Yeniçağ İzmir- Dinçer Iışıktaş
CHP Genel Başkanı Özgür Özel’i eleştiren İYİ Parti Genel Başkanı Müsavat Dervişoğlu, “İzmir Fuarını bir panayıra dönüştürmeye çalışmak kimsenin hakkı ve haddi değildir. İzmir, kimsenin tapulu malı değildir. Kimse İzmir’e yakışmayan kararlar alamaz” dedi.
CHP Genel Başkanı Özgür Özel’in programındaki değişiklik nedeniyle fuar açılışı öne çekildi. Bu durum, İYİ Parti’nin tepkisine yol açtı.
Müsavat Dervişoğlu Armağan Çağlayan’a konuk oldu: Konuşacaksınız ki demokrasi olacak
Açılışta konuşma yapması beklenen İYİ Parti Genel Başkanı Müsavat Dervişoğlu’nun konuşmasının iptal edildiği ortaya çıktı.
CHP tarafından Dervişoğlu’nun özel kalem müdürüne bir mail gönderilerek, açılış programının 30 Ağustos’a alındığı bildirildiği iddia edilirken, 31 Ağustos’ta da bir resepsiyon verileceği iletildi.
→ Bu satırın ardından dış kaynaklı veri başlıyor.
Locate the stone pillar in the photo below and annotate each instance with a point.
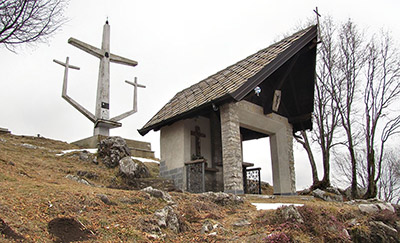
(231, 149)
(281, 144)
(216, 152)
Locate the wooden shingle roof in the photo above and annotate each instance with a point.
(233, 82)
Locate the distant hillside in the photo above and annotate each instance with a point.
(45, 197)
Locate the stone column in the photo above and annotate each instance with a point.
(231, 149)
(281, 144)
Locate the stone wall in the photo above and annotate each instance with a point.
(176, 174)
(231, 149)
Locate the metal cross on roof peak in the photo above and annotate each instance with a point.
(101, 117)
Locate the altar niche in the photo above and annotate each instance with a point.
(268, 94)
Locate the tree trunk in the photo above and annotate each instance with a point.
(372, 187)
(307, 147)
(326, 182)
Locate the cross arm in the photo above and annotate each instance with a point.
(86, 47)
(64, 95)
(122, 60)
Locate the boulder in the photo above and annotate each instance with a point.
(88, 174)
(104, 198)
(241, 223)
(158, 194)
(111, 150)
(327, 196)
(167, 217)
(207, 227)
(291, 212)
(375, 207)
(381, 232)
(78, 179)
(360, 192)
(222, 198)
(131, 169)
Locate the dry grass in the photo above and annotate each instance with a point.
(34, 191)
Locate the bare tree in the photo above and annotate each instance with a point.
(351, 61)
(389, 182)
(381, 91)
(28, 21)
(326, 114)
(303, 140)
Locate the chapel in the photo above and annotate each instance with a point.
(267, 94)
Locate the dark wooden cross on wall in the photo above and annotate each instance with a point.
(197, 135)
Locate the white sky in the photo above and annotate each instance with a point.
(176, 43)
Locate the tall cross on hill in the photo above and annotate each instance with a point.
(101, 120)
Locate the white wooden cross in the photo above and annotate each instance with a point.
(101, 117)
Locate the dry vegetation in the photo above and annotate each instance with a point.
(37, 204)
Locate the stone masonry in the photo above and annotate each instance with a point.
(231, 149)
(175, 174)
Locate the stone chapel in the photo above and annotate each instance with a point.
(268, 94)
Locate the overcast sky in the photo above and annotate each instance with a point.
(176, 43)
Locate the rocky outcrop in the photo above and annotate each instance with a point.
(329, 196)
(111, 150)
(168, 218)
(158, 194)
(104, 198)
(360, 192)
(132, 169)
(291, 213)
(78, 179)
(222, 198)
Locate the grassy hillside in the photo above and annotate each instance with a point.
(39, 204)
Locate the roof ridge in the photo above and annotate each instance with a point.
(224, 84)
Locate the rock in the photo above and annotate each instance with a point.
(381, 232)
(291, 212)
(167, 217)
(105, 199)
(375, 207)
(360, 192)
(222, 198)
(158, 193)
(386, 206)
(207, 227)
(333, 190)
(7, 232)
(29, 146)
(111, 150)
(368, 208)
(326, 196)
(78, 179)
(85, 155)
(131, 169)
(87, 174)
(241, 223)
(306, 191)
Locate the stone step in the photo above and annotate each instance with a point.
(143, 153)
(4, 130)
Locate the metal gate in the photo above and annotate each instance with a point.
(252, 181)
(195, 176)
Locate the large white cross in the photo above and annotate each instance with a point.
(101, 118)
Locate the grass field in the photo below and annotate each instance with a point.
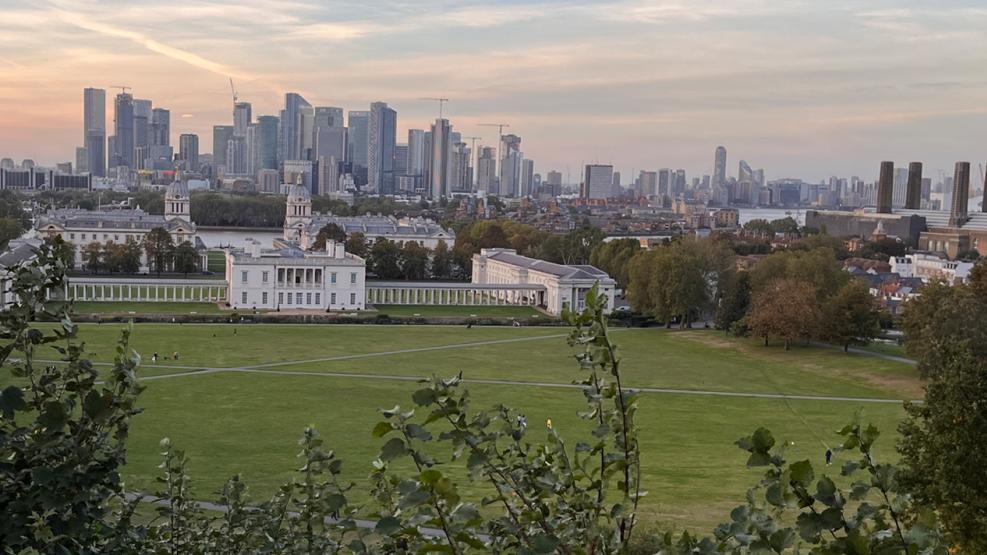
(450, 310)
(247, 422)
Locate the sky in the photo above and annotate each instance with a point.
(801, 88)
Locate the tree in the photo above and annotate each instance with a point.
(735, 302)
(413, 260)
(62, 249)
(441, 260)
(613, 257)
(186, 258)
(851, 316)
(160, 249)
(93, 257)
(330, 231)
(383, 259)
(785, 308)
(356, 244)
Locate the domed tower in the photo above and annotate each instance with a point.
(177, 203)
(298, 211)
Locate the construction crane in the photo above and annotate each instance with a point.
(441, 102)
(500, 138)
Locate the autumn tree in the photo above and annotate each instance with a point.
(160, 249)
(785, 308)
(329, 232)
(851, 316)
(186, 258)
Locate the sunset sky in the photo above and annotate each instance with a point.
(801, 88)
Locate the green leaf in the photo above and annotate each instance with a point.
(393, 449)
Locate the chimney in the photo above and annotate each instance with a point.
(913, 195)
(885, 188)
(961, 194)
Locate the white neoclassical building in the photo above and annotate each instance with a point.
(564, 285)
(82, 227)
(294, 279)
(301, 226)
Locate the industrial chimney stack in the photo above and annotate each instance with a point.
(885, 188)
(961, 194)
(913, 194)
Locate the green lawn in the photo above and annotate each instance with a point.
(249, 423)
(85, 307)
(450, 310)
İzmir Büyükşehir Belediyesi’nin organize ettiği programda, Dervişoğlu için, “30 Ağustos tarihine konulan bir programda konuşma yapabilir” denildiği söylendi.
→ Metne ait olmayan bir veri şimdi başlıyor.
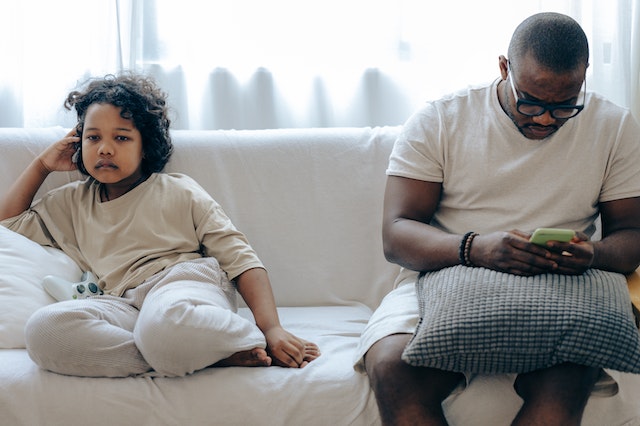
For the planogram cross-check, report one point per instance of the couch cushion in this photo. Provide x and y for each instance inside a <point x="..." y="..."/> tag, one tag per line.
<point x="24" y="265"/>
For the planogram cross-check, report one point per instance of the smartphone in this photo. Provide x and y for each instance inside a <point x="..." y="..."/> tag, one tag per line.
<point x="542" y="235"/>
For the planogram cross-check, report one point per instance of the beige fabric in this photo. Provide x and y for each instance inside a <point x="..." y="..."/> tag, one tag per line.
<point x="181" y="320"/>
<point x="165" y="220"/>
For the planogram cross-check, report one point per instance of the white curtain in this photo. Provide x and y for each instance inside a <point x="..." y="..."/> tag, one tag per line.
<point x="249" y="64"/>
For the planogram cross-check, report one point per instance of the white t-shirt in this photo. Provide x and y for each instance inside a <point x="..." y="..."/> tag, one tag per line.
<point x="493" y="178"/>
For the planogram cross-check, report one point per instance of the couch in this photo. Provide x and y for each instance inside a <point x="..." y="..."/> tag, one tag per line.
<point x="310" y="201"/>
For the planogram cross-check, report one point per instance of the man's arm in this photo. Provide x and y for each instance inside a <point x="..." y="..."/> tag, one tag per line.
<point x="619" y="248"/>
<point x="411" y="242"/>
<point x="408" y="239"/>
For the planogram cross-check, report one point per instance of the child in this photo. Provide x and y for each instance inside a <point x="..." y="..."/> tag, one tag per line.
<point x="165" y="253"/>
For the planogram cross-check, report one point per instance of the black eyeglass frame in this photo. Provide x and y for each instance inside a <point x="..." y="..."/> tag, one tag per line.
<point x="544" y="107"/>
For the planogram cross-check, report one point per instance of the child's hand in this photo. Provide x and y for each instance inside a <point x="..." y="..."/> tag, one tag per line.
<point x="59" y="156"/>
<point x="287" y="350"/>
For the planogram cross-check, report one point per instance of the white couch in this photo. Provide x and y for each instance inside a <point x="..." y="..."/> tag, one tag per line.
<point x="310" y="202"/>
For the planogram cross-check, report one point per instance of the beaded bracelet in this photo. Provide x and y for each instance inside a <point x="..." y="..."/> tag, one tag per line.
<point x="465" y="248"/>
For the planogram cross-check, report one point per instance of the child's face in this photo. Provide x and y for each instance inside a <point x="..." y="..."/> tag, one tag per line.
<point x="111" y="146"/>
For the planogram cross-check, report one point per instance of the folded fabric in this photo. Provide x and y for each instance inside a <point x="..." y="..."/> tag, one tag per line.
<point x="478" y="320"/>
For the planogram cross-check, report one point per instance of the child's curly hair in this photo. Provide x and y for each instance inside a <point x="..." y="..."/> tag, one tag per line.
<point x="141" y="101"/>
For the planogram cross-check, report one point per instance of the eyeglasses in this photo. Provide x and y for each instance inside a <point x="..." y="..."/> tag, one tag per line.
<point x="535" y="109"/>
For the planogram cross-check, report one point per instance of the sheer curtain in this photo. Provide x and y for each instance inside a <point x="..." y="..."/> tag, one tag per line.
<point x="251" y="64"/>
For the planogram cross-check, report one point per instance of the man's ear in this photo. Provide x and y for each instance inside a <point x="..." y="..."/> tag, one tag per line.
<point x="503" y="64"/>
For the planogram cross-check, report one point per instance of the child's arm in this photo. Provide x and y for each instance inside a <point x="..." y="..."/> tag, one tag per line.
<point x="286" y="349"/>
<point x="56" y="157"/>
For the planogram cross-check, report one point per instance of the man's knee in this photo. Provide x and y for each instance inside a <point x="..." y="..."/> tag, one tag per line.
<point x="563" y="381"/>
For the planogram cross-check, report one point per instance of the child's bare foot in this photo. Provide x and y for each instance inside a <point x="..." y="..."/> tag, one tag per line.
<point x="256" y="357"/>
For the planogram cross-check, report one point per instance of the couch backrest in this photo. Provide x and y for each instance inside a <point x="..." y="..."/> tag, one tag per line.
<point x="309" y="200"/>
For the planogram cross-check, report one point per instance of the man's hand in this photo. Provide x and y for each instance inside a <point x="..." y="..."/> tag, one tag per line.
<point x="513" y="253"/>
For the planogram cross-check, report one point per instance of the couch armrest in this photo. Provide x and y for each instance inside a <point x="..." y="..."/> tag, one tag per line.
<point x="633" y="281"/>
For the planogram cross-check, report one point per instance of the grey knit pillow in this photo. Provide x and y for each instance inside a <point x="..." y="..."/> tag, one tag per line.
<point x="484" y="321"/>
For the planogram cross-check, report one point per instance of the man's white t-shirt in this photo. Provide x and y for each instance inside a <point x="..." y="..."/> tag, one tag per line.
<point x="495" y="179"/>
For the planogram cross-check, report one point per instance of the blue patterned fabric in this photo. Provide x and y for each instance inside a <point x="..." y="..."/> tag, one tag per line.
<point x="477" y="320"/>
İYİ PARTİ LİDERİ DERVİSOĞLU’NDAN SERT TEPKİ
Öne çekilen açılış sırasında İYİ Parti Genel Başkanı Mersin programındaydı. İYİ Parti Genel Başkanı Müsavat Dervişoğlu, İYİ Parti İzmir İl Başkanlığı’na gerçekleştirdiği ziyaret sonrası basın mensuplarının sorularını yanıtlayarak gündeme dair konuştu. Dervişoğlu konuşmasında, 93. İzmir Enternasyonal Fuarı’nın tarihinin değiştirilmesini eleştirerek, “İzmir Fuarı’nı bir belediye panayırına çevirmek kimsenin haddine değildir” ifadelerini kullandı ve şunları söyledi:
“Belediye kendi işinden daha çok başka işler yaptığına şahitlik ediyoruz. Bunlardan biri de İzmir Fuarı’ndan önce yaşanan krizdir. Bu fuarın programında bize yaklaşık 3 ay önce gönderildi. 31 Ağustos tarihinde açılış töreninin olacağı ifade edildi. Dün aldığımız bir bildirimle fuar açılışını 30 Ağustos tarihinde gerçekleşeceği ifade edildi. Siyasi konuşmaların da 30 Ağustos’ta yapılması hususuna vurgu yaptılar. Böyle bir ciddiyetsizlik olamaz. Tarihi 3 ay önce belirlenmiş organizasyonun takviminin kişilere göre değiştirilmesi kabul edilemez. Ben bütün programını İzmir Fuarı’nın açılışı 31 Ağustos’ta olacak diye ayarladım ama Özgür Özel Bey’in özel programı nedeniyle bu açılış 30 Ağustos’a çekildi. Özgür Bey belediye başkanı ve CHP’li arkadaşlarıyla beraber fuarın açılışını yaptığı sırada İzmir Valimiz, 30 Ağustos resepsiyonunda bulunuyordu. İzmir Fuarı’nı bir belediye panayırına çevirmek kimsenin haddine değildir. Fotoğraflara bakın, sanki bir siyasi partinin organizasyonuna çevrilmiş. Fuara ve fuarın anlam ve önemine sekte düşürmemek için çok fazla laf sarf etmek de istemiyorum. Herkes söylediklerimden bir anlam çıkarmalıdır diye de düşünüyorum”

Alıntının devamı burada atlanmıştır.